Chaistain, Erick, at al. Algorithms, Games, and Evolution. Proceedings of the National Academy of Sciences. 111/10620, 2014. This entry is cited in the Kate Douglas report that headlines the section. Reported more in Natural Algorithms, with Adi Livnat, Christos Papadimitriou, and Umesh Vazirani, theoretical biologists pose a working comparison between natural selection seen as a search, iterate, and optimize process, and a machine learning procedure called “multiplicative weight updates algorithm” (MWUA). Both modes involve explorations and samplings of diverse populations, subject to trials, errors, then retests, so to reach a “good enough” state or solution. A Commentary in the same issue, Diverse Forms of Selection in Evolution and Computer Science by Nicholas Barton, et al, supports the finding.
Churchill, Alexander, et al. Learning to Generate Genotypes with Neural Networks. arXiv: 1604.04153. Reviewed more in Natural Algorithms, Queen Mary University of London enter another way to understand how genomes and connectomes (neuromes) are basically similar in form and function.

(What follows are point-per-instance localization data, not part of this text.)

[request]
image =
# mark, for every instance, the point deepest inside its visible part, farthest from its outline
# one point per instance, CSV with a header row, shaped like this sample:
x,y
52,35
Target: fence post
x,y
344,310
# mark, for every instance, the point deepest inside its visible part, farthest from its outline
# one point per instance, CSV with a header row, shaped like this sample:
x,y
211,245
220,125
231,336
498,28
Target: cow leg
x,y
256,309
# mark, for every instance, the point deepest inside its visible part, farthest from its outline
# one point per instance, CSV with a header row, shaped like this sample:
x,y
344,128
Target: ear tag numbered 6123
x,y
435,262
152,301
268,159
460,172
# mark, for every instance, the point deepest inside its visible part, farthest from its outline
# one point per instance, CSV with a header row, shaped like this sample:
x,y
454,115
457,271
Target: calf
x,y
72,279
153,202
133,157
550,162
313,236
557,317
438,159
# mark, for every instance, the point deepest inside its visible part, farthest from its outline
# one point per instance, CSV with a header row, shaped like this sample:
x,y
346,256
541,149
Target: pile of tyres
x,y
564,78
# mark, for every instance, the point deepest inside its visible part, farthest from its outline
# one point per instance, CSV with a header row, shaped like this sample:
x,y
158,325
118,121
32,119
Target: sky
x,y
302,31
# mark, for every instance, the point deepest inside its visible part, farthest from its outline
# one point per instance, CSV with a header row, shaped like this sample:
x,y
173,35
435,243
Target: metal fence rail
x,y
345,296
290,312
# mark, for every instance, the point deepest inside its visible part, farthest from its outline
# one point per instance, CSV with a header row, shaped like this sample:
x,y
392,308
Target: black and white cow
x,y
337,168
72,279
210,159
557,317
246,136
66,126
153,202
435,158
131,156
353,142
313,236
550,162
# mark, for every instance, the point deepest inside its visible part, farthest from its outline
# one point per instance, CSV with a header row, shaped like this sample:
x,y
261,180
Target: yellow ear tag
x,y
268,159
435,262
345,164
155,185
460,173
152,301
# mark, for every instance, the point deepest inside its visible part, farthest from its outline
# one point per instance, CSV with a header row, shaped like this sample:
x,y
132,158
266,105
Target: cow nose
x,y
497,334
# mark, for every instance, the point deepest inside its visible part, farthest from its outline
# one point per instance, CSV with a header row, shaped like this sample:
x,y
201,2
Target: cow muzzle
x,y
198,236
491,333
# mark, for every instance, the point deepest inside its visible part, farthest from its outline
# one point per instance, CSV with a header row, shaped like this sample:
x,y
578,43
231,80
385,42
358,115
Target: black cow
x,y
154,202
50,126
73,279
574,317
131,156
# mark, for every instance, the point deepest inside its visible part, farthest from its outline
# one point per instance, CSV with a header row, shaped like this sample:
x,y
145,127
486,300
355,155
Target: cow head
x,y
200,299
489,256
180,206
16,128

Csermely, Peter, et al. Learning of Signaling Networks. arXiv:2001.11679. We cite this paper by five Semmelweis University, Budapest system scientists as an example of how cerebral facilities can be easily grafted onto and evident in all manner of genetic and metabolic anatomy and physiology, because they naturally spring from and manifest one, same source. By this perception, life’s long evolutionary development can increasingly appear as an oriented encephalization and cosmic education.
Molecular processes of neuronal learning have been well-described. However, learning mechanisms of non-neuronal cells have not been fully understood. Here, we discuss molecular mechanisms of cellular learning, including conformational memory of intrinsically disordered proteins and prions, signaling cascades, protein translocation, RNAs, and chromatin memory. We hypothesize that these processes constitute the learning of signaling networks and correspond to a generalized Hebbian learning process of single, non-neuronal cells. We then discuss how cellular learning may open novel directions in drug design and inspire new artificial intelligence methods. (Abstract)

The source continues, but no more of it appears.